Updated

Migraines (search), which are most common in young women, have long been considered a possible indicator of stroke risk. The latest research indicates that those who experience grayed or blacked-out vision are at almost double the risk of stroke.

Those who see spots, lines or flashing lights for several minutes also had more risk.

Overall, women in this study who didn't have vision problems with their migraines were at no greater risk for stroke, although previous studies reached a different conclusion.

An estimated 24 million to 32 million Americans have migraines, and researchers have long been interested in examining the link between the two.

The latest research, based on a study of 1,000 women between ages 15 to 49, was presented Thursday at a meeting of the American Stroke Association by Dr. Steven Kittner, a neurology professor of at the University of Maryland School of Medicine and a researcher at the VA Medical Center in Baltimore.

He and his colleagues emphasized that stroke is rare among people under age 50, whether they have migraines or not. Women aged 15 to 49 make up only about 2 percent of the 700,000 U.S. residents who have strokes each year.

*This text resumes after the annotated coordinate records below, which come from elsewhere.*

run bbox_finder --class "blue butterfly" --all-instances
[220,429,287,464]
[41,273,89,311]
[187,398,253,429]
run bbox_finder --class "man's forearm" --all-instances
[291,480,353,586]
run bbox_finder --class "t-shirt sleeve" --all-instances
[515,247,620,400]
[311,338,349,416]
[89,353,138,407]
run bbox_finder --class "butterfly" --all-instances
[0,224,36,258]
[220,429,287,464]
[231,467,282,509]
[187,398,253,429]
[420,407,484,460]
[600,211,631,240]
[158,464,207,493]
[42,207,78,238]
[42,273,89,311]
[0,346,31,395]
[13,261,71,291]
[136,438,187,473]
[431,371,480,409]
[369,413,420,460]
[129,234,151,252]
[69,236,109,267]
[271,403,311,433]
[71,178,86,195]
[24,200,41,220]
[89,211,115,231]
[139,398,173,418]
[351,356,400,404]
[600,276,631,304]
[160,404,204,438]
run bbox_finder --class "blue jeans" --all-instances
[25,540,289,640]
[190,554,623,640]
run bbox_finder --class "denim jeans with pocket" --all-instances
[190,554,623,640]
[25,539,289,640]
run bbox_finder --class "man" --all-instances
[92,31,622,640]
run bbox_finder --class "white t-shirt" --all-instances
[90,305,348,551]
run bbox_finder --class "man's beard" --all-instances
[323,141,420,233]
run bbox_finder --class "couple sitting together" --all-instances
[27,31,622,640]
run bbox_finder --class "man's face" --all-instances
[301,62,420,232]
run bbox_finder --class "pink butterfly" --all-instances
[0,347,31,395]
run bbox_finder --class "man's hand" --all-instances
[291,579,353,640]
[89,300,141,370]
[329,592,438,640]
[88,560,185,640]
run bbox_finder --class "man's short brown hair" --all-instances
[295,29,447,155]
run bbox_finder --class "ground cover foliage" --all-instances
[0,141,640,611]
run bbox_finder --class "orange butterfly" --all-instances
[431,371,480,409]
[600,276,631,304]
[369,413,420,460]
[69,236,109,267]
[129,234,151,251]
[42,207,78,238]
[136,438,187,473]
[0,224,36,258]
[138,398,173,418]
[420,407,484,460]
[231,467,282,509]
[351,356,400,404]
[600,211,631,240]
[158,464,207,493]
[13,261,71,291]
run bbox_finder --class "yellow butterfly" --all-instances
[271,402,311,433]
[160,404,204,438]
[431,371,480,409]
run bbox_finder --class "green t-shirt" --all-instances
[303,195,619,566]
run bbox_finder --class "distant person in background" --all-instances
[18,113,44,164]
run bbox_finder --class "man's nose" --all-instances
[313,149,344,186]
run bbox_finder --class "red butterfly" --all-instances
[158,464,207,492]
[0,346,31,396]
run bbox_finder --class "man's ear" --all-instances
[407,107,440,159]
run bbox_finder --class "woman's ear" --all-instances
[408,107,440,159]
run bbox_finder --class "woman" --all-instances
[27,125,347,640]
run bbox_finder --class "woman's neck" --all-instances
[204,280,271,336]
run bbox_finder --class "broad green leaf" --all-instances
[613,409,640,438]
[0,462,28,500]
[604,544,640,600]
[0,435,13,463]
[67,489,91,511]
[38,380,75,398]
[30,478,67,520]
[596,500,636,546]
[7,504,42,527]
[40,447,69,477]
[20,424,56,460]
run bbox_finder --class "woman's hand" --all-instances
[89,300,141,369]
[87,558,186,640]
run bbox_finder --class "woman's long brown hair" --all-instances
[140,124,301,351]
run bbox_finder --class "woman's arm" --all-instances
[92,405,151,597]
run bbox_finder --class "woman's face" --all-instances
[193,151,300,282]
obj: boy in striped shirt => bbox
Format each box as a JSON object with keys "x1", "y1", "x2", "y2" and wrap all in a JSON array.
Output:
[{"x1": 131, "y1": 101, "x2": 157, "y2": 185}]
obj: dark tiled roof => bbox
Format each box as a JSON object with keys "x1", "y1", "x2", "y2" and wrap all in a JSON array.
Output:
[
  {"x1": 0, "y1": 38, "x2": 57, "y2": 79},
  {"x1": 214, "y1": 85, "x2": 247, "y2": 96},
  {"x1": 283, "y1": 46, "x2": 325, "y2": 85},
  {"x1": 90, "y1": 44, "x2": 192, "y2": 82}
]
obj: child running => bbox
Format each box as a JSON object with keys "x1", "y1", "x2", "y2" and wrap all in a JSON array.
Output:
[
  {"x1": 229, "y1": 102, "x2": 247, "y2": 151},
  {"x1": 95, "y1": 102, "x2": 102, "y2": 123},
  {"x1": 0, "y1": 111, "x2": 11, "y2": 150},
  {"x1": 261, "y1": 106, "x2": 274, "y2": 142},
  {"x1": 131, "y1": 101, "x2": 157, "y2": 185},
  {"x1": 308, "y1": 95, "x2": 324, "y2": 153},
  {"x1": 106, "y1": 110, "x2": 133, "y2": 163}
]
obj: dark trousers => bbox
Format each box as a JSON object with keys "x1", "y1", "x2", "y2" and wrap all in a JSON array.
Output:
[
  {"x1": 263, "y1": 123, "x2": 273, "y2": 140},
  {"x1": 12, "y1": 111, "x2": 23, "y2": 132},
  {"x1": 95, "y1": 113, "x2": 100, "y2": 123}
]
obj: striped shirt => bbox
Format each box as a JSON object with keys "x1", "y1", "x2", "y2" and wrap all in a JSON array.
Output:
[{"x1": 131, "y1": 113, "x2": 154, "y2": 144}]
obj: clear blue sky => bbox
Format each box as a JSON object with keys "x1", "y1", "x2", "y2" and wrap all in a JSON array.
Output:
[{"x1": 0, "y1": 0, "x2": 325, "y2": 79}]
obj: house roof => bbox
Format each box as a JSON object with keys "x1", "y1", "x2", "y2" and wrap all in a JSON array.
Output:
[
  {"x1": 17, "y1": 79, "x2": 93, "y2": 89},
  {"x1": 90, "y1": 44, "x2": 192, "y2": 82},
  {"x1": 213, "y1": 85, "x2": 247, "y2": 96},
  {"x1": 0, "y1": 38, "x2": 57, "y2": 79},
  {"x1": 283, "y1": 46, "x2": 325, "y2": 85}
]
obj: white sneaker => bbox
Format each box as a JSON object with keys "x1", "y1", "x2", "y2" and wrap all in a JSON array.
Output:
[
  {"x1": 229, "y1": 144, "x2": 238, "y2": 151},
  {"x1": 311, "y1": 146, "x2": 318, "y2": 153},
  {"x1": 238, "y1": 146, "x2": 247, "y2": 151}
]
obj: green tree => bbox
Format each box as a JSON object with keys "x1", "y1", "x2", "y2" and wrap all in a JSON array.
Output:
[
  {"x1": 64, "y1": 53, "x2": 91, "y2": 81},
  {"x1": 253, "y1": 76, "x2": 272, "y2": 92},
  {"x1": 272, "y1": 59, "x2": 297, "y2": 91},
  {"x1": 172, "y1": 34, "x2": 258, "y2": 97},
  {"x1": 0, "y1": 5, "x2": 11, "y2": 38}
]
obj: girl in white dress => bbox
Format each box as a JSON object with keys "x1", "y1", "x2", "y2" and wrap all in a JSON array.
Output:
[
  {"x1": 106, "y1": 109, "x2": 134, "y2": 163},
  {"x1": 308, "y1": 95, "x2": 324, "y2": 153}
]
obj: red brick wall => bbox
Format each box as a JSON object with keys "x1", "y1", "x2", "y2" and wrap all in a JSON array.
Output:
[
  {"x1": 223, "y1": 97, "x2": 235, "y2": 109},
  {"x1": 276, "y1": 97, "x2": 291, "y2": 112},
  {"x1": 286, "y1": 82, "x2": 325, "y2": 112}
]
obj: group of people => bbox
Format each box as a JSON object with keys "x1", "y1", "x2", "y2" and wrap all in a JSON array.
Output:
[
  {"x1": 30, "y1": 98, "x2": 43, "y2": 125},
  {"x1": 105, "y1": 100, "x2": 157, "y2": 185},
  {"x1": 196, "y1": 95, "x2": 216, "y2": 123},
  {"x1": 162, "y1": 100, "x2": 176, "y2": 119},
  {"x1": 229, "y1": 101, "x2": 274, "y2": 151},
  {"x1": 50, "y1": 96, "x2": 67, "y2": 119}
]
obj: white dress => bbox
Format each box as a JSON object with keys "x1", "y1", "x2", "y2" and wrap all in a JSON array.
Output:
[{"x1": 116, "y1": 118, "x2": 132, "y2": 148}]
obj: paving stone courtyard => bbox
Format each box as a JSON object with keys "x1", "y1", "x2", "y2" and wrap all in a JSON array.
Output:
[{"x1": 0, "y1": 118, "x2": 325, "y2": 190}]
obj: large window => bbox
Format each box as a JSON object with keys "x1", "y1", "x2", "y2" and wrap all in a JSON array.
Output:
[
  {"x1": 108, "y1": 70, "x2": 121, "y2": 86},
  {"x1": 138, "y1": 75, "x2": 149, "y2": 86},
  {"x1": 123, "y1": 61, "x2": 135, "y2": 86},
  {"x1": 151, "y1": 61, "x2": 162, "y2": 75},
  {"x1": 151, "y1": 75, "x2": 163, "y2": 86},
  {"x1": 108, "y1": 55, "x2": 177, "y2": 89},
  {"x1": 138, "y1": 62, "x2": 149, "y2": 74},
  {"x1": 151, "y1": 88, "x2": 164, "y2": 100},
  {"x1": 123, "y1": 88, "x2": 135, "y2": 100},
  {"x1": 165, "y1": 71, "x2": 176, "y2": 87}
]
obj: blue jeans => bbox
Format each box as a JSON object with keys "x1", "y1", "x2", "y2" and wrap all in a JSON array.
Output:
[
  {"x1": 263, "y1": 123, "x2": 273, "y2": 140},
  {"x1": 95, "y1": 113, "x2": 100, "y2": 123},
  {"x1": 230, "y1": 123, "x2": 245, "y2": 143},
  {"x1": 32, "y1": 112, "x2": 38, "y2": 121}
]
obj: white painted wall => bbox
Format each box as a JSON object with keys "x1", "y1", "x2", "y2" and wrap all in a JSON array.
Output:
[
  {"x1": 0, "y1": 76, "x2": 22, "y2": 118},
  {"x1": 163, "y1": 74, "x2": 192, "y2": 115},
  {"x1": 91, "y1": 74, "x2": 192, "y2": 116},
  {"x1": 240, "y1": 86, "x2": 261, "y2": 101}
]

In a telephone interview, Wayne H. Giles of the Centers for Disease Control and Prevention, who worked with Kittner, cautioned that mini-strokes called transient ischemic attacks also can have symptoms such as fuzzy, blacked-out vision. "We need to be sure what we're looking at is a symptom related to migraine rather than a transient ischemic attack," he said.

Dr. Larry Goldstein, director of Duke University's stroke center, echoed that, saying all the vision symptoms can have other causes which should be investigated rather than assuming they are caused by migraines.

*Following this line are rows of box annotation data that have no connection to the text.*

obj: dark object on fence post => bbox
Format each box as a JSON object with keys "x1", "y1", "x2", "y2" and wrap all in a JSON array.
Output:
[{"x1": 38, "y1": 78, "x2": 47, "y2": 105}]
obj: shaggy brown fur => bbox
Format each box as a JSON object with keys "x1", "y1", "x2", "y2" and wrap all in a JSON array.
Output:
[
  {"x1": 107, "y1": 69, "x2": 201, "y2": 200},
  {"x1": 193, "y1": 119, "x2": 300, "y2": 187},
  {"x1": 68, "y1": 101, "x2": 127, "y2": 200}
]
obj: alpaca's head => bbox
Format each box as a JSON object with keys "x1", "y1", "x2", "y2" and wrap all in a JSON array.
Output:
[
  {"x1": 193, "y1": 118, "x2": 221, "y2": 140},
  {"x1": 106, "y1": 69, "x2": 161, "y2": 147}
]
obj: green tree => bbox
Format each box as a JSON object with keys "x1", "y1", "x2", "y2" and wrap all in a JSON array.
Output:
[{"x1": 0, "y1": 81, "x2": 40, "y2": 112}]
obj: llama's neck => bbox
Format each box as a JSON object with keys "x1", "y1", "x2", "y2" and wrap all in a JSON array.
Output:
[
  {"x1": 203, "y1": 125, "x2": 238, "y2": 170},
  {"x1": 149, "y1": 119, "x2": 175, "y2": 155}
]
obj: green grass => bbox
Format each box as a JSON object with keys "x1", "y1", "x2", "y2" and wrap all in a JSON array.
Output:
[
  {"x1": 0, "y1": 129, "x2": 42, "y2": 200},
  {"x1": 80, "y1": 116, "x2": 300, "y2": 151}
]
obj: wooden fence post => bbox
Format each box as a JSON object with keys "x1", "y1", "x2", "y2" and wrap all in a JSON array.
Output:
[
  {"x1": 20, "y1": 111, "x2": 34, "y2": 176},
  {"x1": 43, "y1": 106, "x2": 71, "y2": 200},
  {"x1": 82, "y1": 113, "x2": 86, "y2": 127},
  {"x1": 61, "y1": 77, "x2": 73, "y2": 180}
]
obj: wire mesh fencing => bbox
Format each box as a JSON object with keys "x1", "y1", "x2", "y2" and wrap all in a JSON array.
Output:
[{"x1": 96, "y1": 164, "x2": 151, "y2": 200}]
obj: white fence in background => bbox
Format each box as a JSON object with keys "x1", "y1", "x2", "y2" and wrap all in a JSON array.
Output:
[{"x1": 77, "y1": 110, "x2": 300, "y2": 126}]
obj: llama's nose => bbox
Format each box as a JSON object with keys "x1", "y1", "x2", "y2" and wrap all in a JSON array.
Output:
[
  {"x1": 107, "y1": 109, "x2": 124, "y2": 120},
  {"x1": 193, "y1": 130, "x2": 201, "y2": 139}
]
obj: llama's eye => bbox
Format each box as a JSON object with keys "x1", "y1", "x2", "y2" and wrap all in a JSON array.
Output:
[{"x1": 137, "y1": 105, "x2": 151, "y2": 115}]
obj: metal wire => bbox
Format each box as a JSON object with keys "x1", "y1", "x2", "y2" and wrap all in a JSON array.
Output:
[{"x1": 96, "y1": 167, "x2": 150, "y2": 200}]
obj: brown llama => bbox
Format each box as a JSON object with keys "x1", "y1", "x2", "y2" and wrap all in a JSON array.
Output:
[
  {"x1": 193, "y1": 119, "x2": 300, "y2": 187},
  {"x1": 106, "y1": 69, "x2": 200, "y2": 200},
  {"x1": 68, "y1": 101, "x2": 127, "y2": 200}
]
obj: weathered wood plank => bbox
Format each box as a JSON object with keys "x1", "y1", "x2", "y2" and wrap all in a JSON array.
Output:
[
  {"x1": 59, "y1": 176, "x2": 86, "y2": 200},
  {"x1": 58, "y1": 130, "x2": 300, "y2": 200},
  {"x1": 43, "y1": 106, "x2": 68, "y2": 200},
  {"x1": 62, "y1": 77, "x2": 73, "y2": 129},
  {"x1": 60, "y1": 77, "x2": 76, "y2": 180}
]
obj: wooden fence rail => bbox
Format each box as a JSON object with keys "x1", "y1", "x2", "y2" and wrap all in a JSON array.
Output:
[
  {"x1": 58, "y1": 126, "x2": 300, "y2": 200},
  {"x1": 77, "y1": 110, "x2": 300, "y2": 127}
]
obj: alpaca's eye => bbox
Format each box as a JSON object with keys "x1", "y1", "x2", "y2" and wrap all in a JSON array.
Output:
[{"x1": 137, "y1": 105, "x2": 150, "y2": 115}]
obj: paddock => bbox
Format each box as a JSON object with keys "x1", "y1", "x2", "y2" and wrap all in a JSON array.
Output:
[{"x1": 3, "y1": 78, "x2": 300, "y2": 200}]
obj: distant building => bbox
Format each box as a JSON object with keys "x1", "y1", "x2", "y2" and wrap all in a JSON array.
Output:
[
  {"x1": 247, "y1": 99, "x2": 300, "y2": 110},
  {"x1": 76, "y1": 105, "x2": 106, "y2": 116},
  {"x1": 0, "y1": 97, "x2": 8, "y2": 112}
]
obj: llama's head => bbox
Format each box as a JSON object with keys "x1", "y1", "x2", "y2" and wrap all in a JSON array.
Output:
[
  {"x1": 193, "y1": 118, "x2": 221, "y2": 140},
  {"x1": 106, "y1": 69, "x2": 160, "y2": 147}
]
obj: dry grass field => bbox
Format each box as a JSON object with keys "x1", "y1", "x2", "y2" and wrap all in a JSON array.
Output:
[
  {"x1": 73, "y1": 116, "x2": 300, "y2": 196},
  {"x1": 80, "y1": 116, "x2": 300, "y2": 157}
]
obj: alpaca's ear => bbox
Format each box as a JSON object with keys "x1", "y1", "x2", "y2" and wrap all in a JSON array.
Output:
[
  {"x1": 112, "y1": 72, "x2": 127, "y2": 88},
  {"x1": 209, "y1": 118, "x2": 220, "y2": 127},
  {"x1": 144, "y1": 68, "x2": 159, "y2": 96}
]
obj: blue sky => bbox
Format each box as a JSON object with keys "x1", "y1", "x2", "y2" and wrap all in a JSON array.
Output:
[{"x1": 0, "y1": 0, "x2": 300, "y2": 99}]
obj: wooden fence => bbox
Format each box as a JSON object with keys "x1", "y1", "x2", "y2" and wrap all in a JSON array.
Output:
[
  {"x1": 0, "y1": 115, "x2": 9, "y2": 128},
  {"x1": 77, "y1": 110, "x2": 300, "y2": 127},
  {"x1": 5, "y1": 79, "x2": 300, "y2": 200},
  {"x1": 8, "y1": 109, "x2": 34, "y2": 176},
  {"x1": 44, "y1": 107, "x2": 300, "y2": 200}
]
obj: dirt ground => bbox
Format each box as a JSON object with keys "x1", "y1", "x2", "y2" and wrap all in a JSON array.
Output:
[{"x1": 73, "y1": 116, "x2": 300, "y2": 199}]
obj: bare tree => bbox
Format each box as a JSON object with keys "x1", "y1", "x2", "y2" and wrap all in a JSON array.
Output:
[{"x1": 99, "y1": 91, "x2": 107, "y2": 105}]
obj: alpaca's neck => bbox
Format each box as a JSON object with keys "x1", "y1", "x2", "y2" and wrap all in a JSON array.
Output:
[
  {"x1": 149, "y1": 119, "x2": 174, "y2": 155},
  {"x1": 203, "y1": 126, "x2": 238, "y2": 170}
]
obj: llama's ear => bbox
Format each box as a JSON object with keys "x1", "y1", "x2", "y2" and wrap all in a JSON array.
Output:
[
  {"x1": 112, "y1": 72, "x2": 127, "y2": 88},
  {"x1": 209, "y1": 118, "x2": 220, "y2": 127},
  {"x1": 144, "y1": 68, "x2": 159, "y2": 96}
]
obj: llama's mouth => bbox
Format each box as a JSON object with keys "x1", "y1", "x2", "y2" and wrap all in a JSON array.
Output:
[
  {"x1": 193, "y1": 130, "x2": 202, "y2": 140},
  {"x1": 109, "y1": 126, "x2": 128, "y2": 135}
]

Kittner and other doctors said that small though the stroke risk is, people who have migraines with any vision problem should reduce other stroke risks by avoiding cigarettes, exercising and making sure their diet is healthy.

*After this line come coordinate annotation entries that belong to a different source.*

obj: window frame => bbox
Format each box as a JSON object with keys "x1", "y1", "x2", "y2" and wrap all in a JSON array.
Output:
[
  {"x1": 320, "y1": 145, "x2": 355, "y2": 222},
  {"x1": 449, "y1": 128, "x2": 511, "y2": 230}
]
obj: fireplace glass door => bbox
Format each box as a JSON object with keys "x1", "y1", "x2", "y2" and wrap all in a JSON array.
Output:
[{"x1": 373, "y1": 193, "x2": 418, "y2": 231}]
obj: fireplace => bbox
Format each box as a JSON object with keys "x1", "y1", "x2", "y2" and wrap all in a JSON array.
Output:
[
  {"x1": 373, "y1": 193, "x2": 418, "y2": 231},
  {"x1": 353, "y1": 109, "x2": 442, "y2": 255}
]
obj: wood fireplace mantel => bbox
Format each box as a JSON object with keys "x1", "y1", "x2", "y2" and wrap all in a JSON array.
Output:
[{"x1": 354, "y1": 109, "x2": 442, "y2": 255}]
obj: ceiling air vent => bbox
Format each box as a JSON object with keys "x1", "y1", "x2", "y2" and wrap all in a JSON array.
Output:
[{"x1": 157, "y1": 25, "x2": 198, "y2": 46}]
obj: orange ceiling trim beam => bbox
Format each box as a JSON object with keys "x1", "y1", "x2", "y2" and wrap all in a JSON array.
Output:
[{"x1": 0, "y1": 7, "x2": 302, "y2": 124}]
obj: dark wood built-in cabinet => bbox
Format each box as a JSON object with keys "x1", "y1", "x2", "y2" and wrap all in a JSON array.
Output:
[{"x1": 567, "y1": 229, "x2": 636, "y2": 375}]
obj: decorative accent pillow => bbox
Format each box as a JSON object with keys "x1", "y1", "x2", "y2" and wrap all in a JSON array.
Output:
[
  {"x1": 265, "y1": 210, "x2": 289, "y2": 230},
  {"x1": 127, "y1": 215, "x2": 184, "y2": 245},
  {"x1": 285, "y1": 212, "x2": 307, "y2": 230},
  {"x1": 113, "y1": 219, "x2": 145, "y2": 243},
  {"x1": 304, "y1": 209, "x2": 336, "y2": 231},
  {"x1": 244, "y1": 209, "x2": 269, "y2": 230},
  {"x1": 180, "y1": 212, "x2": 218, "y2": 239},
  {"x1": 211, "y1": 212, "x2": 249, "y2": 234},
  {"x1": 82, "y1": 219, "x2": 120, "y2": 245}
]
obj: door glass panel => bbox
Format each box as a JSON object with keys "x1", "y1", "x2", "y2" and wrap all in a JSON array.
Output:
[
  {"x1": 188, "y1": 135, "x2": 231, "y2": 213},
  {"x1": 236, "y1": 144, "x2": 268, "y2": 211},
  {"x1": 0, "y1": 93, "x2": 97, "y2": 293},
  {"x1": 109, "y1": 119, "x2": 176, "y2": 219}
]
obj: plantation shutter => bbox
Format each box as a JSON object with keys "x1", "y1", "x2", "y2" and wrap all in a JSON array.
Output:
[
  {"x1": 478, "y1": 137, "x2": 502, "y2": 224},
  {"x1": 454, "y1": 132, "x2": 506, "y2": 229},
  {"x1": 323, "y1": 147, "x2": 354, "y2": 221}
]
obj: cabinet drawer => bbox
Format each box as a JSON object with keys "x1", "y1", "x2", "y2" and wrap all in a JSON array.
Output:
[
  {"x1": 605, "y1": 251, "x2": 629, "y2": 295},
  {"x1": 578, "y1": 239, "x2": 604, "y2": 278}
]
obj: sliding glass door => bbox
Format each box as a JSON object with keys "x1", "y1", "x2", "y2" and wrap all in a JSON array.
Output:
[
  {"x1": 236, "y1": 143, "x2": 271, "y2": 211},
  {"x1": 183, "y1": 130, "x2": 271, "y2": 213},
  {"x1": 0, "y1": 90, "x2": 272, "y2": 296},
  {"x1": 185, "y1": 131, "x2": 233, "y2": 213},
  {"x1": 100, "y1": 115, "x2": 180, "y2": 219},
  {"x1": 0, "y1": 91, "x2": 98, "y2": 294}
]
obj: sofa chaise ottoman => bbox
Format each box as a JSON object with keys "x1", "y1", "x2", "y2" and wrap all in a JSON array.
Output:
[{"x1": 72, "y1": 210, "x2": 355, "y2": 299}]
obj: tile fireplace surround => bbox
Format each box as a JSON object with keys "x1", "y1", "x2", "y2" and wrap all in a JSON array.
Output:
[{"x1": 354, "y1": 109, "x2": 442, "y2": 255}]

An Italian study also presented at the conference found that migraine sufferers were almost twice as likely to have strokes as those without the headaches. It didn't distinguish between those with vision problems and those without. However, researcher Massimo Camerlingo, head of the neurologic unit at Policlinico San Marco in Osio Sotto, Bergamo, noted that all the migraine sufferers in his study did experience some vision problems.

An article published last month in the British Medical Journal looked at 14 studies of migraine and stroke. That analysis found that, overall, migraines doubled the risk of stroke and migraines with vision problems almost tripled it.